Namespaces

Namespaces divide a single cluster into multiple virtual sub clusters.

Creating namespaces

You can create a namespace imperatively or with a manifest:

# imperatively, in the terminal
kubectl create namespace staging

# or in a manifest
apiVersion: v1
kind: Namespace
metadata:
  name: staging

Using a namespace

You can specify them in the terminal like this:

kubectl apply -f deployment.yaml -n staging

You can also use a manifest:

apiVersion: apps/v1
kind: Deployment
metadata:
  name: my-app
  namespace: staging  # add this line

Using a namespace context

Instead of having to specify -n staging on commands, you can set a namespace as the current context

kubectl config set-context --current --namespace=staging

kubectx has a companion tool called kubens that simplify the listing and selection.

Namespace DNS

You can reach services by name within the same namespace.

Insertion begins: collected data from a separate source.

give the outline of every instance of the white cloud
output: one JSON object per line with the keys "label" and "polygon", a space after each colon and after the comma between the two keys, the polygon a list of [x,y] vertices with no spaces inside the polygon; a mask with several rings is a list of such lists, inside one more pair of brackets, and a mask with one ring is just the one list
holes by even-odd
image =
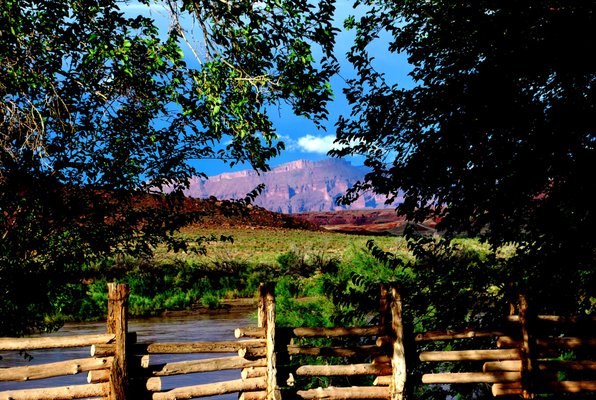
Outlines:
{"label": "white cloud", "polygon": [[300,150],[307,153],[327,154],[329,150],[336,147],[333,144],[334,140],[334,135],[326,135],[323,137],[306,135],[298,139],[298,146]]}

curl http://simple-nginx-service  

You can reach services in another namespace by using the full DNS name:

curl http://simple-nginx-service.staging.svc.cluster.local

The pattern is <service>.<namespace>.svc.cluster.local.

What namespaces contain

# these are NOT namespaced
Nodes
PersistentVolumes
ClusterRoles
StorageClasses

# these ARE namespaced
Pods
Deployments
Services
ConfigMaps
Secrets

Important: namespaces don’t provice network isolation by default, as seen in the DNS section. For real isolation NetworkPolicies exist.